Doç. Dr. Burak Bilgehan Özpek iktidarın sivil toplum kavramına yaklaşımını Soğuk Savaş döneminden kalma ve arkaik olarak yorumluyor ve sivil toplumun misyonunu belirtiyor:

"Özellikle Gezi Protestoları'ndan sonra sivil toplum kavramı hükümet çevreleri tarafından amacı dışında yorumlandı. Bu yoruma göre, 'devlet dışı aktörlerin temsil ettikleri siyasi taleplerin sivil bir ihtiyaçtan kaynaklanması mümkün değil. Sivil alan kaçınılmaz olarak devletlerin kontrolü altındadır ve sivil toplum örgütleri aslında devletlerin siyasi ajandalarını takip etmektedirler. Dolayısıyla bu örgütler, devlet ile vatandaş arasındaki ilişkileri değil devletin diğer devletlerle olan ilişkilerini etkilemeye çalışmaktadır.'

Bu yorum oldukça sorunlu ve 19. yüzyıldan kalma bir ulus devlet paradigmasını temsil ediyor. Siyasi veya sosyal taleplerle ortaya çıkan sivil örgütlenmeleri mevcut devlet otoritesine meydan okuyan, hatta onun güvenliğini tehdit eden kurumlar olarak kabul ediyor. Bu anlayış sivil topluma, ya siyasal otorite ile uyumlu olmayı ya da kriminalize olma ihtimalini kabul etmesi gerektiğini vazediyor.

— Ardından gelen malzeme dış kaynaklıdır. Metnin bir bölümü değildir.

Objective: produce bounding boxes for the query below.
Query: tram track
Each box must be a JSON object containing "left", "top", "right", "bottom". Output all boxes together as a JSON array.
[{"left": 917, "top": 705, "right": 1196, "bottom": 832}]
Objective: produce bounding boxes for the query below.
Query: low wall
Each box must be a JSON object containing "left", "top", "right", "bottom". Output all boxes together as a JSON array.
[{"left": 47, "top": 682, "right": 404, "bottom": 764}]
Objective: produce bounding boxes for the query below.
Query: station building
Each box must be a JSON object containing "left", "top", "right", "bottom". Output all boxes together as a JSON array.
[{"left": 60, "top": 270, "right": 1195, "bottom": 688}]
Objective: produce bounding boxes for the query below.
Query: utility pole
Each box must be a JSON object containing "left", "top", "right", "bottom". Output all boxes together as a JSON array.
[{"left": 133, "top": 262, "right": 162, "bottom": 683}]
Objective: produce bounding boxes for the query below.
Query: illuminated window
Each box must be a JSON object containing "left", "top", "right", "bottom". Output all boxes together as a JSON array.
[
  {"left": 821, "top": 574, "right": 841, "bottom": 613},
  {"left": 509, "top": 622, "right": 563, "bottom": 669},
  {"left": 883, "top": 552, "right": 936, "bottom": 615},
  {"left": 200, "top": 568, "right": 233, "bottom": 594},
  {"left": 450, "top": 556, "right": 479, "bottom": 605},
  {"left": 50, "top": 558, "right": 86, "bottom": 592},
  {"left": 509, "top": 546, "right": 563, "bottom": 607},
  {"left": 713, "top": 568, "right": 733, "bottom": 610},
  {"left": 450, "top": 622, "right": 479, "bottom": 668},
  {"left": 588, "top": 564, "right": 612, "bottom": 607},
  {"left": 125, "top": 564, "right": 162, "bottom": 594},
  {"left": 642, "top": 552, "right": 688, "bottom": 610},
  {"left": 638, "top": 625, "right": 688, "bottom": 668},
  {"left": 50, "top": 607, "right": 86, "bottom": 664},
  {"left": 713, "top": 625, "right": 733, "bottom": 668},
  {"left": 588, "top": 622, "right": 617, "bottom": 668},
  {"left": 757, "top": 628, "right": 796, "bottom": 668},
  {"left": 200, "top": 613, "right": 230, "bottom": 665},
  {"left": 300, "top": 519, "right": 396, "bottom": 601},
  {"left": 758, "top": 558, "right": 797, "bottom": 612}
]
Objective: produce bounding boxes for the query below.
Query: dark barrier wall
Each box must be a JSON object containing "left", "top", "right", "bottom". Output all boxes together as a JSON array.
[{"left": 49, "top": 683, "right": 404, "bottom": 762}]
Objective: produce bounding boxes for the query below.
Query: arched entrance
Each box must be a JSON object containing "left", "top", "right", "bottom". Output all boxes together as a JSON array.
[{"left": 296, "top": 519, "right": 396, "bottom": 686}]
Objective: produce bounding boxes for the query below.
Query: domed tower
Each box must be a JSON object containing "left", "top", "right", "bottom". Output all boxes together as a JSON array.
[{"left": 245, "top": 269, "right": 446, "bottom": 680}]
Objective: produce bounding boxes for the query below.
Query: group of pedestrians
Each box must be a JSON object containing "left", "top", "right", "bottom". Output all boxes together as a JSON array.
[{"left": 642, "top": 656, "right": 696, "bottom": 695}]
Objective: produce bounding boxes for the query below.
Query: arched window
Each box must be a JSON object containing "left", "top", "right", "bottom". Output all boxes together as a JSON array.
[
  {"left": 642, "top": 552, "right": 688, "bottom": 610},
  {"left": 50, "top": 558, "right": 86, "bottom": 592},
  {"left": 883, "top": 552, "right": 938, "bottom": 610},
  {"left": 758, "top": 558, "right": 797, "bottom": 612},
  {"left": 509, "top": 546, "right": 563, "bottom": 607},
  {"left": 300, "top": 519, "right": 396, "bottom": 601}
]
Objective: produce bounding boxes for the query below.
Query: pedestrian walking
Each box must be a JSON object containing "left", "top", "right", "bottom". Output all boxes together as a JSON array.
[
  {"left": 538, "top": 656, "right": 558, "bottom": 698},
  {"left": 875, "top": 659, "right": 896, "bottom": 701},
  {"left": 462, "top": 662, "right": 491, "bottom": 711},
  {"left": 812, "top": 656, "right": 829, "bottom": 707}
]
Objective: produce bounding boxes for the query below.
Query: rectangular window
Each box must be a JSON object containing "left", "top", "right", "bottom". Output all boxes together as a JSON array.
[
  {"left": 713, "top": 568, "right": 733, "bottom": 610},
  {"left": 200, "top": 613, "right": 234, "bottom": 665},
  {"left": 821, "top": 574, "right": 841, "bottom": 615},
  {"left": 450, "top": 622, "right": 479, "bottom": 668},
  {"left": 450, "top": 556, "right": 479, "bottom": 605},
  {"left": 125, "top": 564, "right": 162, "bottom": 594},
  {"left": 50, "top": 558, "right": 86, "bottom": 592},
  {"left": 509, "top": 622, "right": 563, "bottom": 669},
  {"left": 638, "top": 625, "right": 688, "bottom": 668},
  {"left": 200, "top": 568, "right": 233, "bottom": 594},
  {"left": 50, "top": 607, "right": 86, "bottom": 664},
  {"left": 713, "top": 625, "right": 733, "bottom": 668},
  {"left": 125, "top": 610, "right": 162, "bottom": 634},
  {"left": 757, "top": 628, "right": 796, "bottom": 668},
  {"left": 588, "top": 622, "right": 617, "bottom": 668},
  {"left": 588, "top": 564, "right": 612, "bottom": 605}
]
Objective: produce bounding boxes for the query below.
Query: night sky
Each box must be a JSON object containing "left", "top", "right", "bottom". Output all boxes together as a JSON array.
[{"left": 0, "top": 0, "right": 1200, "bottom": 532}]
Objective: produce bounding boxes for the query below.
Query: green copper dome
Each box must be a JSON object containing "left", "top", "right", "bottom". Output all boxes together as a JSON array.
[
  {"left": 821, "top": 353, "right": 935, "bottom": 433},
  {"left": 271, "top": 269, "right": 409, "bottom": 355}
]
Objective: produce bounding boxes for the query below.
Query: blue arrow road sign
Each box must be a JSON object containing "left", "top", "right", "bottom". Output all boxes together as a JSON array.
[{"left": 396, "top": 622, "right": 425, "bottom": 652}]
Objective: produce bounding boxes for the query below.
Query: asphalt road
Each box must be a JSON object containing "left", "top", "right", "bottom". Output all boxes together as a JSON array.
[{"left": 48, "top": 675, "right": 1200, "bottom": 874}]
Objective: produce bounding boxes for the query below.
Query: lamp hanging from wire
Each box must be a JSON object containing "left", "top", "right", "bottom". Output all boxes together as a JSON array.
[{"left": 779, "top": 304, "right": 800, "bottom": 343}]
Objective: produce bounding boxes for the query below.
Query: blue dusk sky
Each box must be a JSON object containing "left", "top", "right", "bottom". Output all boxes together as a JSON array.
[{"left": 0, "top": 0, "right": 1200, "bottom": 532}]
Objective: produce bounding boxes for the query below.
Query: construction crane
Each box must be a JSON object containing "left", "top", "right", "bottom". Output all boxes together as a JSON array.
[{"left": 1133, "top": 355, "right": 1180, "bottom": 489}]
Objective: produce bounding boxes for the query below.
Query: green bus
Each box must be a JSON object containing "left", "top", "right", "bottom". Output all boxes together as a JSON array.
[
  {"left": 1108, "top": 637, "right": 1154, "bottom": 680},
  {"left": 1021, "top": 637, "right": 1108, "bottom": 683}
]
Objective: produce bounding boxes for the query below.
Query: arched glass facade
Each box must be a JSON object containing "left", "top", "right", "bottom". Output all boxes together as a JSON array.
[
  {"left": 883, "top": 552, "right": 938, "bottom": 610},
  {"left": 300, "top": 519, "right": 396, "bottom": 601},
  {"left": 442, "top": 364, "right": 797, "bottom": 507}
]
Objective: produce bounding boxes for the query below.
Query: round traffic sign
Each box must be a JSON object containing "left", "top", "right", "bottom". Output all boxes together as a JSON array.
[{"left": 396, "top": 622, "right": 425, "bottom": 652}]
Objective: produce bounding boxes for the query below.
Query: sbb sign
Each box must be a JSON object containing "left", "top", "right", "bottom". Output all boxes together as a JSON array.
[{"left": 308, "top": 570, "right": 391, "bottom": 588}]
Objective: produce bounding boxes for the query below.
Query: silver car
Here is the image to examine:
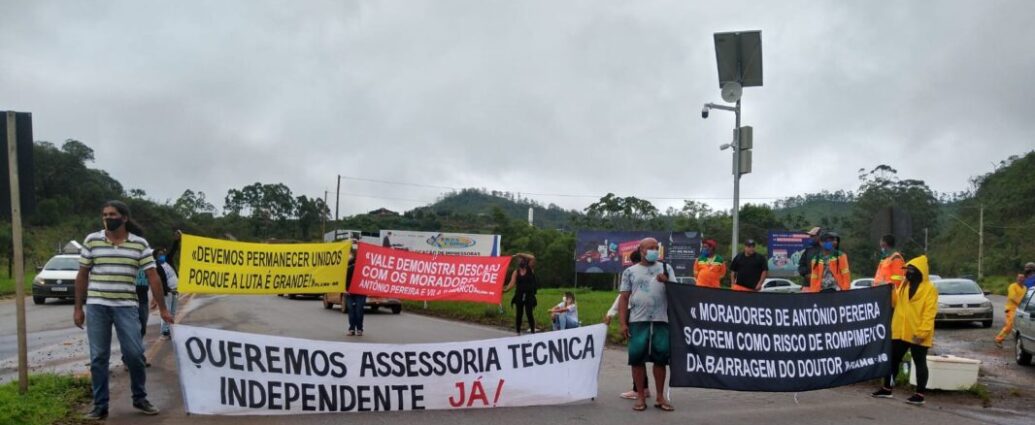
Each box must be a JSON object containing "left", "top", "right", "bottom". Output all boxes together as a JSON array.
[
  {"left": 760, "top": 277, "right": 801, "bottom": 294},
  {"left": 848, "top": 278, "right": 874, "bottom": 290},
  {"left": 932, "top": 279, "right": 993, "bottom": 328}
]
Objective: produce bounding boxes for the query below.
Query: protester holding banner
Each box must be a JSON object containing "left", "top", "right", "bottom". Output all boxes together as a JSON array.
[
  {"left": 798, "top": 227, "right": 822, "bottom": 284},
  {"left": 72, "top": 201, "right": 173, "bottom": 420},
  {"left": 151, "top": 251, "right": 180, "bottom": 339},
  {"left": 874, "top": 235, "right": 906, "bottom": 287},
  {"left": 873, "top": 255, "right": 938, "bottom": 405},
  {"left": 693, "top": 239, "right": 726, "bottom": 287},
  {"left": 603, "top": 253, "right": 650, "bottom": 400},
  {"left": 503, "top": 253, "right": 539, "bottom": 335},
  {"left": 730, "top": 239, "right": 769, "bottom": 292},
  {"left": 802, "top": 232, "right": 852, "bottom": 293},
  {"left": 996, "top": 274, "right": 1028, "bottom": 348},
  {"left": 345, "top": 255, "right": 366, "bottom": 336},
  {"left": 618, "top": 238, "right": 676, "bottom": 412}
]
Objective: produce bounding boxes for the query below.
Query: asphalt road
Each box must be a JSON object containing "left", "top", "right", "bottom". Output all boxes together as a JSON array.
[{"left": 0, "top": 297, "right": 1035, "bottom": 425}]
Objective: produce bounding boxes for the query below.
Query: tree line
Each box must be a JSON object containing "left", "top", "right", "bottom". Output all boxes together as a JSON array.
[{"left": 0, "top": 140, "right": 1035, "bottom": 287}]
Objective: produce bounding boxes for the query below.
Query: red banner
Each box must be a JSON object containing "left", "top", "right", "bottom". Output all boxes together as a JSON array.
[{"left": 349, "top": 243, "right": 510, "bottom": 304}]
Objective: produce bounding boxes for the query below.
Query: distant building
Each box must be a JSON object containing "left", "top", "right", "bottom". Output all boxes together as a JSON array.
[{"left": 366, "top": 208, "right": 398, "bottom": 217}]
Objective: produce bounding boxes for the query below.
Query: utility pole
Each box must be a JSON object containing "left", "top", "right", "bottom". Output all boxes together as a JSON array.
[
  {"left": 977, "top": 204, "right": 984, "bottom": 282},
  {"left": 4, "top": 111, "right": 29, "bottom": 394},
  {"left": 320, "top": 190, "right": 327, "bottom": 238},
  {"left": 730, "top": 99, "right": 741, "bottom": 261}
]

Sivil toplum üyeliği temel hak ve hürriyetlerin bir parçasıdır. Ancak yasaların temel amacı ve yaşadığımız siyasi atmosferin önceliği bu hak ve hürriyetleri korumaktan ziyade devleti güvenli tutmaya odaklanmış durumda. Böyle olunca da insan hakları aktivistlerinin devlet güvenliğini tehdit ettiği ve devleti dış politikada zor duruma düşürdüğü anlayışı hakim oluyor."

‘MAKBUL SİVİL TOPLUM İLE HAİN SİVİL TOPLUM ÖRGÜTLERİNİN TANIMI SIKLIKLA DEĞİŞİYOR’

Bilgehan Özpek’e göre: "Sivil toplumun baskı altında ve pasif kaldığı bir ülkede evrensel hakların sağlanması mümkün değil. Evrensel değerler yerel dinamiklerden ve üretebileceği sonuçlardan bağımsızdır. Coğrafyaya veya dönemin olağanüstü şartlarına göre değişmezler.

"Örgütlülük sayesinde, iktisadi, sosyal ve siyasi talepler barışçıl bir mecrada dile getirilir. Türkiye'nin yaşadığı sorunlar sivil toplumun özgür olmasından değil baskı altında olmasından kaynaklanmaktadır. Bu baskıyı daha da dramatik kılan, Türkiye gibi ülkelerde makbul sivil toplum ile hain sivil toplum örgütlerinin tanımının sıklıkla değişmesidir.

"Siyasi konjonktüre göre, hangi sivil toplumunun ne zaman kriminalize edileceği veya makbul hale geleceği belirsizdir. Bugün katıldığınız bir toplantı başınıza büyük işler açabilir veya sizin için ikbal kapısına dönüşebilir. Bu belirsizlik, insanları usta ve sezgileri kuvvetli birer politikacıya dönüştürür veya buna enerjisi olmayanları sivil toplumdan uzaklaştırır.

"Bu bakımdan, hal ve özgürlüklerin anayasal garantilere kavuşmadığı ortamda sivil toplumun varlığının da bir anlamı yoktur. Zira, böyle sistemlerde sivil toplum var gibi görünse de aslında asli amacından sapmıştır ve fiili olarak yok hükmündedir."